Greenland is losing ice seven times faster than in the 1990s and is tracking the Intergovernmental Panel on Climate Change’s high-end climate warming scenario, which would see 40 million more people exposed to coastal flooding by 2100.
A team of 96 polar scientists from 50 international organisations, among which three TU delft researchers (Wouter van der Wal, Bert Wouters and Ernst Schrama) have produced the most complete picture of Greenland ice loss to date.

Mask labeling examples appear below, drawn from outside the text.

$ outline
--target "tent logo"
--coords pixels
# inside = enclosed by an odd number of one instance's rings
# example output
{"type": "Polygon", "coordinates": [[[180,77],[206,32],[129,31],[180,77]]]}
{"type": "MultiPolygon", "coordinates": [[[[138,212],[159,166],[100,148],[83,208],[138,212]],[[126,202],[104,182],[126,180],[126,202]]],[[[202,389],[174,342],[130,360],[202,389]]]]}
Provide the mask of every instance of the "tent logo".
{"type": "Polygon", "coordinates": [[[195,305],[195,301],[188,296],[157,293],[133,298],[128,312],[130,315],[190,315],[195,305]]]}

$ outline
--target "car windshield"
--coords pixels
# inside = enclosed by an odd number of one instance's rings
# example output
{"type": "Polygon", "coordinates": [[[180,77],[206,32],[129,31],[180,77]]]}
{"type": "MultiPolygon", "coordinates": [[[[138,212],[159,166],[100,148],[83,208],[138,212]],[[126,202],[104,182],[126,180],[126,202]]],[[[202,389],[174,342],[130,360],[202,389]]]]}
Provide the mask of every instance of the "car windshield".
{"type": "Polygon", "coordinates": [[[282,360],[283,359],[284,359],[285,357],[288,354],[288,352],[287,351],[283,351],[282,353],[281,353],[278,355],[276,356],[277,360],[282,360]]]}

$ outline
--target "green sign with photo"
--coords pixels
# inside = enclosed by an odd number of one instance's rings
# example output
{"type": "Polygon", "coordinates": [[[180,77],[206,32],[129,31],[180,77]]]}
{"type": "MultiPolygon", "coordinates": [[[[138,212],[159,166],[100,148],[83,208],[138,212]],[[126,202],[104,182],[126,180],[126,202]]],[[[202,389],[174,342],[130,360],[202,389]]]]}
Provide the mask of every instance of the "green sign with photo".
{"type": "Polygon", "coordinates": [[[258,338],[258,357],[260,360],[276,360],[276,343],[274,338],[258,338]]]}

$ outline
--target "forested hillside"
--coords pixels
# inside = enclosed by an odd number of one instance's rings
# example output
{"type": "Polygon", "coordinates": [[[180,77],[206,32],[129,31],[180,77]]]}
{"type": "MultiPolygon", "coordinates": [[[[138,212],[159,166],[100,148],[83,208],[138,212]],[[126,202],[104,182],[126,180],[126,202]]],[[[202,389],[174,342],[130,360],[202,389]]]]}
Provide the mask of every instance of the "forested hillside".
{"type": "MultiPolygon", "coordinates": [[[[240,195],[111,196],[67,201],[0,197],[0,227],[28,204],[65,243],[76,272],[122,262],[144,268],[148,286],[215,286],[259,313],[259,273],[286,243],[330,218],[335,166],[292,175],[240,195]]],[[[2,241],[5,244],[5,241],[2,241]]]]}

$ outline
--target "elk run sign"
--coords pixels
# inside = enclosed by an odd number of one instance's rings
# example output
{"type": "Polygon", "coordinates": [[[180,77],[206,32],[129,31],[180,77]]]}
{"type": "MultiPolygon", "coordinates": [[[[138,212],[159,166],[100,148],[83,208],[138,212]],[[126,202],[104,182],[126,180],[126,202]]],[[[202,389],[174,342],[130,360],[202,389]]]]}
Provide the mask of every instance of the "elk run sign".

The Ice Sheet Mass Balance Inter-comparison Exercise (IMBIE) Team combined 26 separate surveys to compute changes in the mass of Greenland’s ice sheet between 1992 and 2018. Altogether, data from 11 different satellite missions were used, including measurements of the ice sheet’s changing volume, flow and gravity.
Rising rate of ice loss
The findings, published today in Nature today, show that Greenland has lost 3.8 trillion tonnes of ice since 1992 – enough to push global sea levels up by 10.6 millimetres. The rate of ice loss has risen from 33 billion tonnes per year in the 1990’s to 254 billion tonnes per year in the last decade – a seven-fold increase within three decades.
Bert Wouters and Ernst Schrama focussed on improving the mass balances of the ice systems which were determined by the GRACE (Gravity Recovery and Climate Experiment) measurements. Wouter van der Wal provided a computation of land movement under the ice, which is subtracted from the gravity measurements to reveal the thinning of the ice sheet more accurately.